Die Personifikation «Die Kirche» verwendet manchmal die Gottesmutter Maria als Symbolbild (hier nicht der Fall). Mit der oben genannten Information aus dem Kunstführer steht diese Aussage in Konflikt (ist es nun «Die Kirche» oder «ein früher Papst – mit weiblichen Zügen»?)

Eigentlich würde man bei einer Statue, geschaffen um 1720, erwarten, dass sie eine Tiara mit Dreifachreif darstellen würde. Doch die Statue zeigt eine Tiara mit nur einem Reif, verweist auf die Zeit des Früh- bis Hochmittelalters.

Es ist ein seltsames Spiel mit der Zeitepoche, in welcher das Pontifikat der Päpstin vermutet wird.
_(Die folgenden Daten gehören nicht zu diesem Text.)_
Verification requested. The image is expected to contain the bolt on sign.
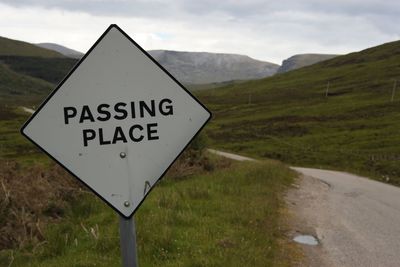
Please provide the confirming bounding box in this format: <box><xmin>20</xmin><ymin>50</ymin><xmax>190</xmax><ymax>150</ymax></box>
<box><xmin>21</xmin><ymin>24</ymin><xmax>211</xmax><ymax>218</ymax></box>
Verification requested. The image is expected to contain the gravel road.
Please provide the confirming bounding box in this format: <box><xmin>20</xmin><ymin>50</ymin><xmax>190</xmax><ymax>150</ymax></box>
<box><xmin>289</xmin><ymin>167</ymin><xmax>400</xmax><ymax>267</ymax></box>
<box><xmin>207</xmin><ymin>149</ymin><xmax>255</xmax><ymax>162</ymax></box>
<box><xmin>21</xmin><ymin>107</ymin><xmax>35</xmax><ymax>114</ymax></box>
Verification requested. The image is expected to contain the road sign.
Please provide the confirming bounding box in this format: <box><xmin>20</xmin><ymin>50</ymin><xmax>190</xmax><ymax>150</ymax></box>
<box><xmin>21</xmin><ymin>24</ymin><xmax>211</xmax><ymax>218</ymax></box>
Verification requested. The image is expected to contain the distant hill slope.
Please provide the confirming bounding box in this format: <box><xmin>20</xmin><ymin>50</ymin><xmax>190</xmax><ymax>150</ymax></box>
<box><xmin>198</xmin><ymin>40</ymin><xmax>400</xmax><ymax>185</ymax></box>
<box><xmin>148</xmin><ymin>50</ymin><xmax>279</xmax><ymax>84</ymax></box>
<box><xmin>0</xmin><ymin>36</ymin><xmax>64</xmax><ymax>58</ymax></box>
<box><xmin>277</xmin><ymin>53</ymin><xmax>338</xmax><ymax>73</ymax></box>
<box><xmin>36</xmin><ymin>43</ymin><xmax>83</xmax><ymax>58</ymax></box>
<box><xmin>0</xmin><ymin>63</ymin><xmax>52</xmax><ymax>104</ymax></box>
<box><xmin>0</xmin><ymin>56</ymin><xmax>78</xmax><ymax>84</ymax></box>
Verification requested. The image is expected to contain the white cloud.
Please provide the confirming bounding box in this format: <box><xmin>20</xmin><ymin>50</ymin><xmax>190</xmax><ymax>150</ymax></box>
<box><xmin>0</xmin><ymin>1</ymin><xmax>398</xmax><ymax>64</ymax></box>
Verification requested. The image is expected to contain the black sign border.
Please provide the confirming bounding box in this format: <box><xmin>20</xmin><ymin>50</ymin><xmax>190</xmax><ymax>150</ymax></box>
<box><xmin>20</xmin><ymin>24</ymin><xmax>212</xmax><ymax>219</ymax></box>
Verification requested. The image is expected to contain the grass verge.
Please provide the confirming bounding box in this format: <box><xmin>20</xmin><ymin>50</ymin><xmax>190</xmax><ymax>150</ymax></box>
<box><xmin>0</xmin><ymin>158</ymin><xmax>296</xmax><ymax>267</ymax></box>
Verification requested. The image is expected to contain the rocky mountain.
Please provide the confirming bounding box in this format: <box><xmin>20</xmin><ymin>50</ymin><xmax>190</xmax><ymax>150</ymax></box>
<box><xmin>148</xmin><ymin>50</ymin><xmax>279</xmax><ymax>84</ymax></box>
<box><xmin>32</xmin><ymin>42</ymin><xmax>280</xmax><ymax>84</ymax></box>
<box><xmin>277</xmin><ymin>54</ymin><xmax>338</xmax><ymax>73</ymax></box>
<box><xmin>35</xmin><ymin>43</ymin><xmax>83</xmax><ymax>58</ymax></box>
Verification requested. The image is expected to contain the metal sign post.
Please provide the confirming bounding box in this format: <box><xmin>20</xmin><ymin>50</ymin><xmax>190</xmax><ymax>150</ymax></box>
<box><xmin>119</xmin><ymin>216</ymin><xmax>139</xmax><ymax>267</ymax></box>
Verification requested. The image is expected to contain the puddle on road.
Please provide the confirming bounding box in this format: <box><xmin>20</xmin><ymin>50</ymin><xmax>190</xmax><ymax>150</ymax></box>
<box><xmin>293</xmin><ymin>235</ymin><xmax>319</xmax><ymax>245</ymax></box>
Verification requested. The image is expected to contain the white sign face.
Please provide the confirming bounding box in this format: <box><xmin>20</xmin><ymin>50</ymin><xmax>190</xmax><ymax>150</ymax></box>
<box><xmin>21</xmin><ymin>25</ymin><xmax>211</xmax><ymax>218</ymax></box>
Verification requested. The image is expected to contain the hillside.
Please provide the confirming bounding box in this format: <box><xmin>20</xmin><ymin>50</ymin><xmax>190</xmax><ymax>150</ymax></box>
<box><xmin>198</xmin><ymin>40</ymin><xmax>400</xmax><ymax>184</ymax></box>
<box><xmin>36</xmin><ymin>43</ymin><xmax>83</xmax><ymax>58</ymax></box>
<box><xmin>0</xmin><ymin>36</ymin><xmax>64</xmax><ymax>58</ymax></box>
<box><xmin>277</xmin><ymin>53</ymin><xmax>338</xmax><ymax>73</ymax></box>
<box><xmin>0</xmin><ymin>37</ymin><xmax>73</xmax><ymax>91</ymax></box>
<box><xmin>0</xmin><ymin>56</ymin><xmax>78</xmax><ymax>84</ymax></box>
<box><xmin>148</xmin><ymin>50</ymin><xmax>279</xmax><ymax>84</ymax></box>
<box><xmin>0</xmin><ymin>63</ymin><xmax>53</xmax><ymax>104</ymax></box>
<box><xmin>1</xmin><ymin>35</ymin><xmax>281</xmax><ymax>86</ymax></box>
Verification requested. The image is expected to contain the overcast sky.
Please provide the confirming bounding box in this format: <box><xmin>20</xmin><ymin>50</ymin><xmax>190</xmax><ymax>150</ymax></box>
<box><xmin>0</xmin><ymin>0</ymin><xmax>399</xmax><ymax>64</ymax></box>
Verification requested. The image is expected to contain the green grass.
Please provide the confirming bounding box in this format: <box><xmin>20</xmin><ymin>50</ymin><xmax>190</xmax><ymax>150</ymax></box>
<box><xmin>0</xmin><ymin>106</ymin><xmax>49</xmax><ymax>166</ymax></box>
<box><xmin>0</xmin><ymin>105</ymin><xmax>299</xmax><ymax>266</ymax></box>
<box><xmin>0</xmin><ymin>36</ymin><xmax>64</xmax><ymax>58</ymax></box>
<box><xmin>0</xmin><ymin>159</ymin><xmax>296</xmax><ymax>267</ymax></box>
<box><xmin>197</xmin><ymin>40</ymin><xmax>400</xmax><ymax>184</ymax></box>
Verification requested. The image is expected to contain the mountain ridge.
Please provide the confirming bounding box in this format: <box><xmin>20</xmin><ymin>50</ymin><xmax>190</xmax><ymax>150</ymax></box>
<box><xmin>35</xmin><ymin>43</ymin><xmax>83</xmax><ymax>58</ymax></box>
<box><xmin>30</xmin><ymin>39</ymin><xmax>280</xmax><ymax>84</ymax></box>
<box><xmin>148</xmin><ymin>50</ymin><xmax>279</xmax><ymax>84</ymax></box>
<box><xmin>0</xmin><ymin>36</ymin><xmax>64</xmax><ymax>58</ymax></box>
<box><xmin>277</xmin><ymin>53</ymin><xmax>338</xmax><ymax>73</ymax></box>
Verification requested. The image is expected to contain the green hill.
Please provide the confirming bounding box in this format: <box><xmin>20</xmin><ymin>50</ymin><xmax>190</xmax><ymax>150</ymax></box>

Es gibt zwar offiziell keine Frauen auf dem Papstthron, doch wird die Personifikation der Kirche als weiblicher Papst abgebildet? Die Statue verweist unterschwellig auf das grösste Skandalthema und zugleich die faszinierendste Geschichte der gesummten Papstchronik.

Die Päpstin kann nicht abgebildet werden, da sie für die Kirche heute als Fiktion gilt, dennoch ist die Bildchiffre so mächtig, dass man sie nicht weglassen kann.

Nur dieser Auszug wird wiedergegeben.